Appendix: notes on natural law and tradition (stuff I’ve covered many times elsewhere but which might be useful to some readers here)
Aristotle relocated Plato’s Ideas out of a transcendent realm, making them the forms embodied in concrete beings. The conservative likewise grounds his ethics in the given intelligibility he finds in the world. I have been emphasizing the social world, but conservatives also famously find normative structure in the biological world, the “natural law” grounded in “human nature”. Here again, morality emerges from existing ordered being rather than as dictates of abstract practical reason, so the conservative has no ground to subject human nature itself to critique. In particular, the different reproductive roles of the two sexes and the natural attachment to kin he sees not only instinct but meaning, a calling grounded in our bodies to particular types of self-giving. He would not wish to change arrangements he regards as natural in order to make them more fair. A human construct fairer by some abstract measure (communal child rearing, identical sex roles, cosmopolitanism), being unnatural, would also be alienating, less personal, and less beautiful.
Conservatives appeal to tradition and natural law in similar ways. This would seem to introduce a potential tension–what if natural law and inherited tradition disagree? Even if that never happens, if we have nature, why do we need tradition? The reason, as pointed out by the scholastics, is that the natural law is too general in itself and needs human positive law and custom to give it definite form. Without these social contexts, we would have no way to connect natural law commands, such as to honor the dead and to dress modestly, with concrete actions and rules. To sum up, natural law needs law and custom to be concrete and actionable; law and custom need natural law to be intelligible.
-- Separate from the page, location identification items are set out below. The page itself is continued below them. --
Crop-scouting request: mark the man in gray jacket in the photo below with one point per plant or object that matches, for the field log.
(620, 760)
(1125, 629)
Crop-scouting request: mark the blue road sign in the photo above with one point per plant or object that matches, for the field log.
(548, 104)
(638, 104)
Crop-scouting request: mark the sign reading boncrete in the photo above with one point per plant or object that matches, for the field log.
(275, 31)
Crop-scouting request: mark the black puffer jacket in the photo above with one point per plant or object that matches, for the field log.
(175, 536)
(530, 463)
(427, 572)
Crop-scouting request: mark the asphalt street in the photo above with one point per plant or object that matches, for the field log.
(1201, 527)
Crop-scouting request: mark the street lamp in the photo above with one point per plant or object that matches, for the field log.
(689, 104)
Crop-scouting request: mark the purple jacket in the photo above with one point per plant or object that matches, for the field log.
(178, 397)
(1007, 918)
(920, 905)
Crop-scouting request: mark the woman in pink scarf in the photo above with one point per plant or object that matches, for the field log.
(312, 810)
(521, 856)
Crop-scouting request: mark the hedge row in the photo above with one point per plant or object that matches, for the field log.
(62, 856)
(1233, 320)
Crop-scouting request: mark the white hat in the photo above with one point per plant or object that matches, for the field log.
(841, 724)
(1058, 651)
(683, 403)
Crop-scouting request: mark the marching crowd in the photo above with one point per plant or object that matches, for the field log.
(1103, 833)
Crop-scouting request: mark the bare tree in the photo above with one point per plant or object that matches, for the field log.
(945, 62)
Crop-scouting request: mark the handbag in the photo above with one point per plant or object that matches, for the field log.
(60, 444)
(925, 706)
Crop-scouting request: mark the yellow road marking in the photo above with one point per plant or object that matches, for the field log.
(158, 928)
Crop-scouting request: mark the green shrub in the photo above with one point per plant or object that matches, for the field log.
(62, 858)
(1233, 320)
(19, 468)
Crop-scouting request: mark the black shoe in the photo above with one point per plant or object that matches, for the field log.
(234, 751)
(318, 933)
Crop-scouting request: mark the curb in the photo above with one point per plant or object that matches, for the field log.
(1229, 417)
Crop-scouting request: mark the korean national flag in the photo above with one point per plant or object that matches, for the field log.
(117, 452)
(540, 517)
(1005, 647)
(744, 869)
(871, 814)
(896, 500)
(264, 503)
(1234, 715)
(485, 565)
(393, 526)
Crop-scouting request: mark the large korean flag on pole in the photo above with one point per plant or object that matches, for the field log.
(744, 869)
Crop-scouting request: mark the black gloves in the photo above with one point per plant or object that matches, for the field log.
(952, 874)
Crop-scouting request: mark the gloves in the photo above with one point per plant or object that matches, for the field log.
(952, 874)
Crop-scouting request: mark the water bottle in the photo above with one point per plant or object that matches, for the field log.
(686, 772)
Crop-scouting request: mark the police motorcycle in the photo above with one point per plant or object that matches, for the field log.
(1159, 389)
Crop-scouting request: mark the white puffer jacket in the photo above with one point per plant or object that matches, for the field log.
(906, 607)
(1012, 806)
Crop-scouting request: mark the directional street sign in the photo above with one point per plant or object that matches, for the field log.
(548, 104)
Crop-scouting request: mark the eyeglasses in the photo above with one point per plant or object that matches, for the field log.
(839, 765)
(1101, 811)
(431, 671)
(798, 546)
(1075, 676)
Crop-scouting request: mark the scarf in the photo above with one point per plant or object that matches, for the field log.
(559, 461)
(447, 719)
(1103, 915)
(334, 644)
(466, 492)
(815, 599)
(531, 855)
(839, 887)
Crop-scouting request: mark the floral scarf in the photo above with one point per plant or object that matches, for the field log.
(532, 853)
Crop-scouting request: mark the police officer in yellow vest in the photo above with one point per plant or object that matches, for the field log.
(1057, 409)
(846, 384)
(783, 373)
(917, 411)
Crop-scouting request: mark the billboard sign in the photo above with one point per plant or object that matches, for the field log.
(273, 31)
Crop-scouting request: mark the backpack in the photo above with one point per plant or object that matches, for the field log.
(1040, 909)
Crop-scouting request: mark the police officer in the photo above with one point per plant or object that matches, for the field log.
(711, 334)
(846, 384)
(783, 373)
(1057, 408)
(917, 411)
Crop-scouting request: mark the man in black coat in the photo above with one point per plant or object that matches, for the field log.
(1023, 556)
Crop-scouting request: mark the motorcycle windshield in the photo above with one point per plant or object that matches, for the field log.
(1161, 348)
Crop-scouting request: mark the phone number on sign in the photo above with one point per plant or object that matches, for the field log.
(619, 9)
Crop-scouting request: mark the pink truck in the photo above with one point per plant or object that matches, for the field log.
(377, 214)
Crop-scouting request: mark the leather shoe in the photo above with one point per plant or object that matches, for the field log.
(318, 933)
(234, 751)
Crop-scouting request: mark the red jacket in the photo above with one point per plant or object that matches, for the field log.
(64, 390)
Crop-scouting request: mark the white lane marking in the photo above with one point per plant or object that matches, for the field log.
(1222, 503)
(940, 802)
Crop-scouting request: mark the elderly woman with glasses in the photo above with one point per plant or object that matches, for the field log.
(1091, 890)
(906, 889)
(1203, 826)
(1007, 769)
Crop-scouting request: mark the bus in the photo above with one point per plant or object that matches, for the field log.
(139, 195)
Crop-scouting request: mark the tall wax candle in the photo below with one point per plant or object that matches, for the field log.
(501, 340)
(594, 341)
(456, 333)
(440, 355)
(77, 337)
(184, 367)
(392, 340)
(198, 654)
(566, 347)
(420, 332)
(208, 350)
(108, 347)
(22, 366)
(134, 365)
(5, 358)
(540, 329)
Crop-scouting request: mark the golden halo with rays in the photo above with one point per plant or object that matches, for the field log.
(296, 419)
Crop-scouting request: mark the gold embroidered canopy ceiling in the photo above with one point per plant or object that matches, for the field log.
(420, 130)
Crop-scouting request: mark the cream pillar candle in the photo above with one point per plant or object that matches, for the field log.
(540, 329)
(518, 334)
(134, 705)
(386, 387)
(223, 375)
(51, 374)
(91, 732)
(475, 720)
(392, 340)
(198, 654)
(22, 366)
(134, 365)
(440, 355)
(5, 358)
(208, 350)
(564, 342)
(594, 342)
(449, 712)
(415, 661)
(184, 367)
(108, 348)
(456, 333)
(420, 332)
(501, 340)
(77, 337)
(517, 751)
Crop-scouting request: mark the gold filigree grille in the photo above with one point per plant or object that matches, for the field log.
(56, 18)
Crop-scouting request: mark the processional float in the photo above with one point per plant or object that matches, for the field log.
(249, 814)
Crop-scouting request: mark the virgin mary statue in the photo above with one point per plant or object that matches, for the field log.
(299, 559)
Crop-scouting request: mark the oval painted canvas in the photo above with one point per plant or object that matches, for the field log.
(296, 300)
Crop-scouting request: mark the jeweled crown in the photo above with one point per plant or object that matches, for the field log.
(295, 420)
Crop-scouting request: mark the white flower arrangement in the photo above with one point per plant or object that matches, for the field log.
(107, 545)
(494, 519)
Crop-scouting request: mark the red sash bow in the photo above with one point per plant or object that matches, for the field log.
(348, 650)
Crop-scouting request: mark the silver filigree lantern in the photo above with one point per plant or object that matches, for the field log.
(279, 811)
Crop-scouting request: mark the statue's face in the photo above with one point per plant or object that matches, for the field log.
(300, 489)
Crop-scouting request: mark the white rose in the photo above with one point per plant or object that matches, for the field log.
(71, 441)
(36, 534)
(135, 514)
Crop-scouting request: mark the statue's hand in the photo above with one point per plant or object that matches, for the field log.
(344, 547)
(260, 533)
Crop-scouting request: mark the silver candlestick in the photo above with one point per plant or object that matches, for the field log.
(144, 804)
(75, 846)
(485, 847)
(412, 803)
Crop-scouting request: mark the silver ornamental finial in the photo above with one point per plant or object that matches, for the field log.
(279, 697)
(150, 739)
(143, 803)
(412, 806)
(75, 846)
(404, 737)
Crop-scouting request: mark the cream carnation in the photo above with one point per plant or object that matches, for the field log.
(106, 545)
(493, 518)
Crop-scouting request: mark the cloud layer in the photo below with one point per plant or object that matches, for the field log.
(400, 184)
Although conservatives consider it to be an unusual and pathological situation, there remains the logical possibility of conflict between tradition and natural law. This is far less common than supposed by Whig historians. There is a difference between widespread practice and normative tradition, and no one doubts that the former may have undesirable elements. Also, the fact that a genuine tradition violates liberal sensibilities is not enough to condemn it, because we conservatives do not recognize the authority of those sensibilities. A tradition can only be condemned by its contradiction of an equally concrete, equally venerable prohibition. Furthermore, the possibility that the two could be reconciled by a more refined understanding of the prohibition (based on deeper understanding of it, not ad hoc qualifications), would have to be eliminated. Tradition should have benefit of doubt, because discarding it will certainly make some aspect of the natural law less concrete and accessible.